Damit einher gehend plagt den renommierten Forscher, der international als einer der Mobilfunkpioniere der ersten Stunde gilt, die Sorge um den Ingenieurnachwuchs im Lande, „Mathematik ist für alle natur- und ingenieurwissenschaftlichen Studiengänge elementare Voraussetzung und eine Grundlage unseres gesellschaftlichen Wohlstandes“, sagt Martin Bossert, unter anderem vor drei Jahren mit dem Vodafone-Innovationspreis ausgezeichnet. Nur zu gut weiß er auch aus eigener Erfahrung: „Mangelnde Mathematikkenntnisse sind der Hauptgrund für ein Scheitern im Studium.“ Mitnichten nur in der Elektrotechnik, aber ganz besonders. Und jetzt noch das G8, zwangsläufig mit noch weniger Mathematikunterricht.
Folglich kämpft der engagierte Professor seit langem gegen diesen Trend, mit Vorträgen, in Diskussionsrunden und Gesprächen mit Lehrern vor allem. Mit vielen Erfahrungen für Martin Bossert, die in sein jüngstes Buch eingeflossen sind, zunächst in die Idee, später in die Konzeption. Ob sich damit die Entwicklung stoppen oder gar umkehren lassen wird?
Seinen Beitrag dazu jedenfalls will der Ulmer Wissenschaftler leisten, will dem Vorwort zufolge spannende mathematische Lösungen aus seinen Fachgebieten „einem größeren Kreis an technisch und mathematisch interessierten Personen zugänglich machen“. Primär Lehrern und Schülern natürlich. Letzteren vor allem will er die Faszination der Mathematik vermitteln, will sie motivieren, sich einfach mal mit ihr zu beschäftigen. Wie, so seine Überlegung, soll das gelingen, wenn nicht mittels der Dinge, denen sie sich im Alltag am liebsten widmen, freiwillig und stundenlang: Handy, Internet, MP3- oder CD-Player zum Beispiel?
In sieben weitgehend autonomen Kapiteln beschreiben die Autoren deshalb ausgewählte mathematische Verfahren, die in den alltäglich genutzten Geräten stecken, jeweils von der Problemstellung über die Grundlagen bis zu Übungsaufgaben.
Bestärkt auch durch die Erkenntnis des römischen Philosophen Lucius Annaeus Seneca (4-65 nach Christus), dem in seinem sechsten Brief an Lucilius der Satz zugeschrieben wird: „Ist es ein langer Weg, der durch Belehrung, ein kurzer und erfolgreicher, der durch das Beispiel wirkt.“
Wobei die Rolle des Sohnes, wie Vater Bossert betont, keinesfalls dem Vaterstolz geschuldet ist.
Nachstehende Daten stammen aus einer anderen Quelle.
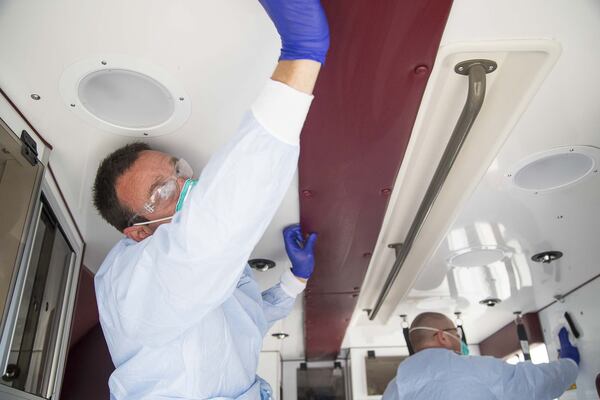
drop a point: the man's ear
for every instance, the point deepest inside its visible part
(137, 233)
Den er gleichwohl, verständlich, nicht verhehlen mag. Sebastian nämlich, der Diplom- und Lehramt-Mathematik studiert, repräsentierte beim Entstehen des Buches die Generation Anwender. „Mit vielen entscheidenden Beiträgen“, so Martin Bossert, unter anderem Hinweisen „auf fehlende erklärende Zwischenschritte in den Gedankengängen, die man als Fachmann leicht übersehen kann“.
Aus Sicht der Autoren nicht unwichtig: „Das Buch kann auf unterschiedliche Weise gelesen werden, je nachdem in welche mathematische Tiefe man eindringen möchte“, erläutern sie in der Einleitung, gefolgt von Tipps zur Bearbeitung und weiteren vermutlich berechtigten Ratschlägen („nicht zu schnell aufgeben“). Wer das beherzigt und sich durchkämpft bis zum „glücklichen Moment, etwas, was sich zunächst verschlossen hat, zu verstehen“, sollte indes nicht vorschnell vom Master oder gar Doktorhut träumen. „Es sei angemerkt, dass im Studium der Elektrotechnik an einer Universität eine noch erheblich tiefere Durchdringung der Theorie notwendig ist“, warnt Professor Bossert. Unbestritten aber: Auf einem guten Weg ist ein erfolgreicher Anwender allemal.